Semboyan 2A Pada Kereta Api

Semboyan 2A Pada Kereta Api. Semboyan merupakan lambang, bukan semboyan yang berarti jargon loh ya. Semboyan Kereta Api adalah bentuk pesan yang memiliki makna tertentu. Berfungsi untuk memberikan isyarat berupa semboyan tangan, tetap, suara, bentuk, warna atau cahaya yang ditempatkan pada suatu tempat tertentu dan memberikan isyarat dengan arti tertentu untuk mengatur dan mengontrol pengoperasian kereta api.

Semboyan diatur untuk keamanan dan keselamatan perjalanan kereta api.
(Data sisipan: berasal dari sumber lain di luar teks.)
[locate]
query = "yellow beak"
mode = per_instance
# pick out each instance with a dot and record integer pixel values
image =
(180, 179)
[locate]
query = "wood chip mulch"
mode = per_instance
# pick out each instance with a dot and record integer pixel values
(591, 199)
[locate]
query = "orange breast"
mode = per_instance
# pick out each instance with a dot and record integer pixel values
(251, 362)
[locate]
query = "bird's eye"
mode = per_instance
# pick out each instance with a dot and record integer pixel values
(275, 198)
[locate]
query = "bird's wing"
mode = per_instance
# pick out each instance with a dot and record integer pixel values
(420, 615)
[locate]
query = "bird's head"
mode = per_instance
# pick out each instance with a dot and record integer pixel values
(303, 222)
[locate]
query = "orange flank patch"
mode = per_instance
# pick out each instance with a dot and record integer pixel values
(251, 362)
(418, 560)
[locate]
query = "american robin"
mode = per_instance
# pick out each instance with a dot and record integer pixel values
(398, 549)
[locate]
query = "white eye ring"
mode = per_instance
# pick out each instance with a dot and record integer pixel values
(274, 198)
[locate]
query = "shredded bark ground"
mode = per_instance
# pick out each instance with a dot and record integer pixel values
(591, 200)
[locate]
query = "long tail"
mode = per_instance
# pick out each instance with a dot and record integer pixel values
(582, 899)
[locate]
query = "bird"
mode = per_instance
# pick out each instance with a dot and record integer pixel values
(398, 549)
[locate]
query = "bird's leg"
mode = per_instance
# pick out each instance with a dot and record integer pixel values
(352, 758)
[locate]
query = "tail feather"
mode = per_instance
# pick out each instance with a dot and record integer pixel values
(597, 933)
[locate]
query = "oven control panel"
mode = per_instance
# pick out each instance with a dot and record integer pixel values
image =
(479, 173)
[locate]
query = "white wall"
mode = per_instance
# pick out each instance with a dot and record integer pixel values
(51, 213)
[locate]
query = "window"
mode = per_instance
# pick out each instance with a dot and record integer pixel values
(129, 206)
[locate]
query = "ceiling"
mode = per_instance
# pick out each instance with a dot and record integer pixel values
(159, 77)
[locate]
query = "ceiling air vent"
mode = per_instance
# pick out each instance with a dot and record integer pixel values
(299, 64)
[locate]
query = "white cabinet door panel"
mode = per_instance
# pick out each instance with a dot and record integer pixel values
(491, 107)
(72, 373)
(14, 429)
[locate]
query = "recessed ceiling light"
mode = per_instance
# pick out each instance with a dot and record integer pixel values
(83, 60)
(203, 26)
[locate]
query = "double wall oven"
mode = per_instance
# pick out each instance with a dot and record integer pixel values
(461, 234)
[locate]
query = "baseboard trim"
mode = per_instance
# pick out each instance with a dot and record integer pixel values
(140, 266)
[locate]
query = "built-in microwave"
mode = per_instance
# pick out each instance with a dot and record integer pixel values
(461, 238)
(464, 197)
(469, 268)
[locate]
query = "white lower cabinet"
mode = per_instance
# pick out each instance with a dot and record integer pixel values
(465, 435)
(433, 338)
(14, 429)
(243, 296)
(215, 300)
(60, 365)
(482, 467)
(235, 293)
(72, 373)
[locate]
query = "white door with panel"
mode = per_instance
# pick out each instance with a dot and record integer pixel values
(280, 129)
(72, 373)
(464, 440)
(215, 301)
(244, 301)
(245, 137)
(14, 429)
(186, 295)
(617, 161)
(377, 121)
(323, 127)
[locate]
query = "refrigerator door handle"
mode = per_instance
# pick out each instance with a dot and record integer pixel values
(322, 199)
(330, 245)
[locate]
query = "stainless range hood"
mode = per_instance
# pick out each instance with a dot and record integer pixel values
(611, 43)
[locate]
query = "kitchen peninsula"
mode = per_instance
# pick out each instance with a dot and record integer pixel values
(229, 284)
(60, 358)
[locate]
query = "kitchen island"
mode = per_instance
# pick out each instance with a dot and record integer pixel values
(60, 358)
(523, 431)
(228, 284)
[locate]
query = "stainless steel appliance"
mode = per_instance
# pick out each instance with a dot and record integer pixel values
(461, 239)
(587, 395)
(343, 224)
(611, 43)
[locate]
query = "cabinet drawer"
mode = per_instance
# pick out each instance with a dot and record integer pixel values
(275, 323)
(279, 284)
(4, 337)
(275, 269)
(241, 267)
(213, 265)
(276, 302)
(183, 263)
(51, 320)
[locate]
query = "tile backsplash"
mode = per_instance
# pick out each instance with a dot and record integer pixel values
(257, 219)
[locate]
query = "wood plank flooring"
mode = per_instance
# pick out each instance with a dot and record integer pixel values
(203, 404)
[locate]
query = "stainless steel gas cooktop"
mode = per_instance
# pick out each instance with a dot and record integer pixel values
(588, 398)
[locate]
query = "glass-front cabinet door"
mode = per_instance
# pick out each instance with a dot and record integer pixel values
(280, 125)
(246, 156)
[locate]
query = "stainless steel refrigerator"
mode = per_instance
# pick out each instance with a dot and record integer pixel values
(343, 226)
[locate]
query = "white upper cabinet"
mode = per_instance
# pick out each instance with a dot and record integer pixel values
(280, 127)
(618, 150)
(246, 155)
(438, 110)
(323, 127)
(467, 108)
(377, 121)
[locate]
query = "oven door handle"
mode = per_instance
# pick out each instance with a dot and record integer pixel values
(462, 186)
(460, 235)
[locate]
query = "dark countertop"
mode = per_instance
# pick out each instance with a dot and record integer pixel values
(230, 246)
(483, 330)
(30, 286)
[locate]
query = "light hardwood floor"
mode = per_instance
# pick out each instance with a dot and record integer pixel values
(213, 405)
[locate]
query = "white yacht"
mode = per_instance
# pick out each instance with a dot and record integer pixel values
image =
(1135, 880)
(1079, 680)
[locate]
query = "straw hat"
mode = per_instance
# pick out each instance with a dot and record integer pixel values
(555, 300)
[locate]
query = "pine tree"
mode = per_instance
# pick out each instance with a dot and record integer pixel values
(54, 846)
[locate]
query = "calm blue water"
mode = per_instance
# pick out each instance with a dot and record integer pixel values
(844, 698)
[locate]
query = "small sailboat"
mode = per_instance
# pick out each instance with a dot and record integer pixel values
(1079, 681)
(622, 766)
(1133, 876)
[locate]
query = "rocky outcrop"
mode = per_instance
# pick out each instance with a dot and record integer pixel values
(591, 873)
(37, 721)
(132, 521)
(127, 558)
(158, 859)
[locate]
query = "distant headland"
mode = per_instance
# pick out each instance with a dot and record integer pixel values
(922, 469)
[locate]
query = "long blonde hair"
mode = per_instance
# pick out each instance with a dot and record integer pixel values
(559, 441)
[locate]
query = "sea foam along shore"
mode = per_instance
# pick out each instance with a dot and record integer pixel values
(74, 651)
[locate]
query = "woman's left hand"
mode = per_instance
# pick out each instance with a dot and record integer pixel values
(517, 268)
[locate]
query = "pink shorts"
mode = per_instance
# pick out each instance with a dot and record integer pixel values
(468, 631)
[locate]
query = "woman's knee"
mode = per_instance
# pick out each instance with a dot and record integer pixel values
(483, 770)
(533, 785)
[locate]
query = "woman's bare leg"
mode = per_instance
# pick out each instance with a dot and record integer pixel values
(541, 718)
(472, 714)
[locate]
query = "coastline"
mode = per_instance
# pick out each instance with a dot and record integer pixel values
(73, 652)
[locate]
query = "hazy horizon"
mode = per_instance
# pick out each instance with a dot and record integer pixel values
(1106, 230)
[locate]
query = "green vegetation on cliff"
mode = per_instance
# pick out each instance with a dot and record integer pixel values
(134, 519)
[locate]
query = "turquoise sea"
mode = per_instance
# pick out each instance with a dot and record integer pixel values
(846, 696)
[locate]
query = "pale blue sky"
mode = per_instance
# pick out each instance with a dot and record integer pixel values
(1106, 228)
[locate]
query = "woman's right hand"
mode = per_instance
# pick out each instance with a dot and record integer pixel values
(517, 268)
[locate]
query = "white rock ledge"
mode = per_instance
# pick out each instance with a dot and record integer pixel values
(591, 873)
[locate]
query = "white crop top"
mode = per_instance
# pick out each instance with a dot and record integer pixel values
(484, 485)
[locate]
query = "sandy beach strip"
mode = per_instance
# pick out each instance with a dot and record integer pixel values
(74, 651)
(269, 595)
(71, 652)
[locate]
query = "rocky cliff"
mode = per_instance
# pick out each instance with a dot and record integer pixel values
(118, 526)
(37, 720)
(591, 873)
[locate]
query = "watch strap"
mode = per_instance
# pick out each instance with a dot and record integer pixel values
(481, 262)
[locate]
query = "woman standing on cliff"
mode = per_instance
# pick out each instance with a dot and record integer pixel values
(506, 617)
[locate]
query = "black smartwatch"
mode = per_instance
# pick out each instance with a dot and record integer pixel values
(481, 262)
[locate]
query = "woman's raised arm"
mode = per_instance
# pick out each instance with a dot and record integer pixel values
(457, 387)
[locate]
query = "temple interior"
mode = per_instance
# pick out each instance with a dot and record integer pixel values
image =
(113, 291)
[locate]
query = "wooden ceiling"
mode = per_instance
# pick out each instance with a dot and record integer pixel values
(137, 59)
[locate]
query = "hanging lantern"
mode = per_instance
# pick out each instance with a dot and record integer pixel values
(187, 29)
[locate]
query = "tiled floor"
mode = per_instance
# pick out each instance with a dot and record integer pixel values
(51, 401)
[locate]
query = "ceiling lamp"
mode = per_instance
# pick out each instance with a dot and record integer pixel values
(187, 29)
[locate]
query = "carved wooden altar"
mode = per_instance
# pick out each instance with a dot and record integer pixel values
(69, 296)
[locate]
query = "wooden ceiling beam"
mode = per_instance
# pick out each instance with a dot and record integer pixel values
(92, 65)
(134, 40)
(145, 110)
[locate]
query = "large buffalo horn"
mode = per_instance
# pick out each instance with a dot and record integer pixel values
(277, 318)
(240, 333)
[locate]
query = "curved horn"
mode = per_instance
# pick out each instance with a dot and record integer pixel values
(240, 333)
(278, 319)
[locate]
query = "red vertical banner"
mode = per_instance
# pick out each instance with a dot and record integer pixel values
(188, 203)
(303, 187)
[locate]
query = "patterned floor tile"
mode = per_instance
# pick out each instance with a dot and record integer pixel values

Perjalanan kereta yang zero accident merupakan tujuan utama dan termasuk dalam pelayanan penumpang. Semboyan 2A Semboyan merupakan bentuk isyarat hati-hati dan bersifat sementara. Dipasang di jalur yang ada perbaikan atau pasca perbaikan.

Apabila kondisi jalur sudah normal, maka semboyan bisa dicabut dan perjalanan kereta api bisa berjalan normal kembali. Semboyan 2A berdasarkan Peraturan Menteri Perhubungan nomor PM.10 Tahun 2011 tentang Persyaratan Teknis Peralatan Persinyalan Perkeretaapian.

Semboyan 2A

Bentuk dari Semboyan 2A adalah satu lingkaran berwarna kuning. Dipasang sementara selama ada pengerjaan proyek atau ada rintangan jalan lainnya.

Semboyan 2A merupakan bentuk “Isyarat Berjalan Hati-Hati”. Kereta api berjalan hati-hati dengan kecepatan tidak melebihi 40 km/jam.

Semboyan 2A harus dipasang atau diperlihatkan pada jarak 100 meter dari bagian jalan yang hanya boleh dilalui dengan kecepatan tidak melebihi 40 km/jam dan harus dapat terlihat oleh masinis paling sedikit dari jarak 600 meter.

Apabila jarak tampak 600 meter tidak tercapai, karena lengkung jalan, maka pemasangan semboyan harus digeser ke depan hingga dapat terlihat oleh masinis dengan jarak paling sedikit 700 meter dari bagian jalan yang dilindungi.

Semboyan 2A Kereta Api

Semboyan 2A harus dipasang menurut arah KA atau diperlihatkan di sebelah kanan jalan, kecuali jika pemasangan di sebelah kiri jalan semboyan dapat terlihat lebih jelas oleh masinis. Nah itu dia Semboyan 2A Pada Kereta Api semoga bermanfaat.